This was true—and a blissful relief. A baron’s daughter had gotten drunk at a garden party and gone wading into the fountain to look more closely at the lily pads, which had distracted everyone from Clio.

“But,” Aaron went on, “we will be in a smaller company here. Which means that all the talk about that group will be amplified.”

I know. Clio bit back the words. “Wisely observed,” she gritted out instead.

Phoebe snorted quietly.

“This unpleasantness will continue until you are wed,” Aaron warned. Or I leave the country, Clio thought. “I will shield you where I can—” The annoying part about this was that he was being sweet, albeit in a remarkably high-handed way. “—but it’s perfectly appropriate to be nervous.”

Ah, scratch that. The annoying part about this was that Aaron was right.

Clio was nervous.

It was less about the ton, though, and more about the Duke of Metford.

“Thank you, Aaron,” she said absently when she realized that the silence had gone on for too long. Aaron and Phoebe exchanged one of those knowing looks that married people had the irksome habit of sharing, and then Phoebe reached forward and briefly squeezed Clio’s hand.

There wasn’t time for any more, either in terms of advice or reassurance, however, as their carriage then reached the front of the queue and a footman opened the door to let them down.

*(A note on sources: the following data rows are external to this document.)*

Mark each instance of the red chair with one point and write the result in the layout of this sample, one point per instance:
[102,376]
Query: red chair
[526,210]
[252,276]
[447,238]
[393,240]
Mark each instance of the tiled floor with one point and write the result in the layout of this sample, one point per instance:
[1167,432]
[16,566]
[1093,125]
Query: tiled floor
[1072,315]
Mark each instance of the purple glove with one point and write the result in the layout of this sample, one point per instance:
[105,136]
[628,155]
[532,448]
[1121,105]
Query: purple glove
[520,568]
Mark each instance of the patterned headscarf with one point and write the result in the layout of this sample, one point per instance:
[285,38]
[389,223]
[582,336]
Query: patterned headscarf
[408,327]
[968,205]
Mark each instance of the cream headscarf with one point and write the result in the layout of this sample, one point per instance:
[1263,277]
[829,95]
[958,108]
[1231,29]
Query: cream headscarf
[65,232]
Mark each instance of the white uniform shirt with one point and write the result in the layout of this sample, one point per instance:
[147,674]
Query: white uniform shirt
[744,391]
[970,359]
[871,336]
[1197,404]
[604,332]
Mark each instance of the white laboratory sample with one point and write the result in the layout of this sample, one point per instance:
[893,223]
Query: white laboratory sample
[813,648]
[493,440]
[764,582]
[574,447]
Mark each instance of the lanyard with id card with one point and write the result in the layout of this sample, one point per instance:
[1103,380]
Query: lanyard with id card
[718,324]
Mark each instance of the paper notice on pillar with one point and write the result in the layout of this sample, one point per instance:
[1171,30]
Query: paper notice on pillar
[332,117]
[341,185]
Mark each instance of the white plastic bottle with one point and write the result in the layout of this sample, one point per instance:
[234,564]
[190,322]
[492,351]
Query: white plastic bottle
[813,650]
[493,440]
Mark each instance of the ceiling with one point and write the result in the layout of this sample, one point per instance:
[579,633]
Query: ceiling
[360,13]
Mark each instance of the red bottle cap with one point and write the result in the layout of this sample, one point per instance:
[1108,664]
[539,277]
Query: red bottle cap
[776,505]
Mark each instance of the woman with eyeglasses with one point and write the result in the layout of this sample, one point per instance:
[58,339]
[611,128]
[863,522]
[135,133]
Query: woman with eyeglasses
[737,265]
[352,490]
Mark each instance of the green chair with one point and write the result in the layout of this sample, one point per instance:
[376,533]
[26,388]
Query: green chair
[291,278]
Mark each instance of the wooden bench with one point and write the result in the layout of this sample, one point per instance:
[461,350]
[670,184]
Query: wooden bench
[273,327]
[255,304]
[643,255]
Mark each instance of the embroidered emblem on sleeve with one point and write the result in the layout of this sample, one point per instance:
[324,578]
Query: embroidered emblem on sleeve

The whispers started even as Clio and Phoebe stood waiting for Aaron to have his important man-to-man talk to the coachman about how proud they were of the horses, how well they’d earned their oats tonight, what a fine pair they made—all the things that men liked to say to avoid admitting that they held any actual affection for the beasts. God forbid.

The members of the ton spoke over one another in a chorus of rudeness.

“—Can you even believe it? Not an hour back from the Continent and she finds herself—”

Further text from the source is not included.